# For your viewing pleasure.....



## RemudaOne (Dec 31, 2012)

Happy New Year to all 




I think if you click on the picture, you'll see the video. First time posting one from my iPad


----------



## bonbean01 (Dec 31, 2012)

Happy new Year Kristi!!!!

Love, love, love that video...I just can't stand how cute lambs are when they start to hop around!!!  And usually not that long after being born...can't wait for mine...any day now


----------



## Southern by choice (Jan 1, 2013)

That is so cute!


----------



## alsea1 (Jan 1, 2013)

Are these Dorper?  Its nice when they are so strong and vital.


----------



## RemudaOne (Jan 1, 2013)

Hey Bon , glad to have found a way to post videos that you can view!! I love it when they get to the ants in the pants stage too, can watch them for hours......or until they fall asleep, lol!

Alsea, yes they are Dorpers. Fast growers. You might consider breeding that Kat ewe to one for some nice meaty babies .


----------



## ThreeBoysChicks (Jan 1, 2013)

Very cute.


----------



## Southern by choice (Jan 1, 2013)

The only thing wrong with the video is that itis clearly TOO SHORT! 

Now I want lil baby lambs!

Iguess I'll have to settle for kids in Feb.


----------



## bonbean01 (Jan 1, 2013)

Kristi...yes!!!!  I was so glad that video opened for me...and I agree with Southern...it is too short...they are so cute!!!!


----------



## RemudaOne (Jan 1, 2013)

LOL, Y'all are silly . Here's another short one.
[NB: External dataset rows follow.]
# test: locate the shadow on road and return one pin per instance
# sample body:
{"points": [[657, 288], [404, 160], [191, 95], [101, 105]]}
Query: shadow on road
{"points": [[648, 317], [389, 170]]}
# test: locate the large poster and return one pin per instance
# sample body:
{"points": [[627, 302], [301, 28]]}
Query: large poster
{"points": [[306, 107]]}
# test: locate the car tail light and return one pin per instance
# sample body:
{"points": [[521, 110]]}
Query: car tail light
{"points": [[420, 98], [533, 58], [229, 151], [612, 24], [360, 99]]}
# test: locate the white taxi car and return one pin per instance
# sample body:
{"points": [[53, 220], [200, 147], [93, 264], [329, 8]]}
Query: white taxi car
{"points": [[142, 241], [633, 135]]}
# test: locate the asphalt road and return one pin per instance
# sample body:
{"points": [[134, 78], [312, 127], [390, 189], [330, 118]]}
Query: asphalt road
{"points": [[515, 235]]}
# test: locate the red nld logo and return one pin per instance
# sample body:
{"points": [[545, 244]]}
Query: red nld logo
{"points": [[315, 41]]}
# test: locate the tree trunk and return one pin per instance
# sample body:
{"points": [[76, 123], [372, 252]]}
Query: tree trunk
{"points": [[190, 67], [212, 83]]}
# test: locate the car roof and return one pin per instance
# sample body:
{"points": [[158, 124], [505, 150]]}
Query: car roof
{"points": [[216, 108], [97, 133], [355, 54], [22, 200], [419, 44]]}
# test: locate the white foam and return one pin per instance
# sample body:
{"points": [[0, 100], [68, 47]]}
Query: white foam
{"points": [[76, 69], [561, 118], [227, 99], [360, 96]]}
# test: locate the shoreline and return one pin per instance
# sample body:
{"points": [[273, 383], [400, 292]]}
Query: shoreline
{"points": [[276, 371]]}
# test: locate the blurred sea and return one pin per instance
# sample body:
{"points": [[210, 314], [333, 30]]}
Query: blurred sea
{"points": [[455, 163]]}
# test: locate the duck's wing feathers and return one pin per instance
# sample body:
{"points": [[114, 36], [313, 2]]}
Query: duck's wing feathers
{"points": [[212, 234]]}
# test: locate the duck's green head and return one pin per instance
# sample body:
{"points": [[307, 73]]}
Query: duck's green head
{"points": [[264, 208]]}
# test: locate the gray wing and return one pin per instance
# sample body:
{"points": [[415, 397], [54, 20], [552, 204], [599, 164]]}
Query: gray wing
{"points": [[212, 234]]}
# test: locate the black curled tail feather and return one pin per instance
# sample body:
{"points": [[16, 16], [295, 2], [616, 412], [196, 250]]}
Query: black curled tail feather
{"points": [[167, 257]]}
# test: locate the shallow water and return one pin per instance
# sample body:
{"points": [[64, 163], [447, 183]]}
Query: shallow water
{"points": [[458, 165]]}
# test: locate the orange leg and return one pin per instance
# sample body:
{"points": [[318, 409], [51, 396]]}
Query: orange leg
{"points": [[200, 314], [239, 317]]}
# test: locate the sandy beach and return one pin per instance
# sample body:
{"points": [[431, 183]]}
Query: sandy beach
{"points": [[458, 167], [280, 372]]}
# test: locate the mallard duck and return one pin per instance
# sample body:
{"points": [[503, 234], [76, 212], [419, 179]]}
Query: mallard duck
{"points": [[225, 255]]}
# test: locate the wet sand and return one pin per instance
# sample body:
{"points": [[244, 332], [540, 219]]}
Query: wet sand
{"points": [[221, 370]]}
I'll take my iPad out there in the morning and see if I can get a longer one of the lamb races...... Weather permitting, of course . The little ram is the one that won't be distracted from the wet bar .


----------



## bonbean01 (Jan 1, 2013)

Too cute!!!!


----------



## alsea1 (Jan 1, 2013)

I am def. going to get a dorper one of these days. 
I really like the look of the black belly but I prefer the growth rate and size of the katahdin and dorpers.


----------



## Queen Mum (Jan 1, 2013)

Cuteness overload!


----------



## Shelly May (Jan 3, 2013)

I just love the little lambs, So much spunk !!!


----------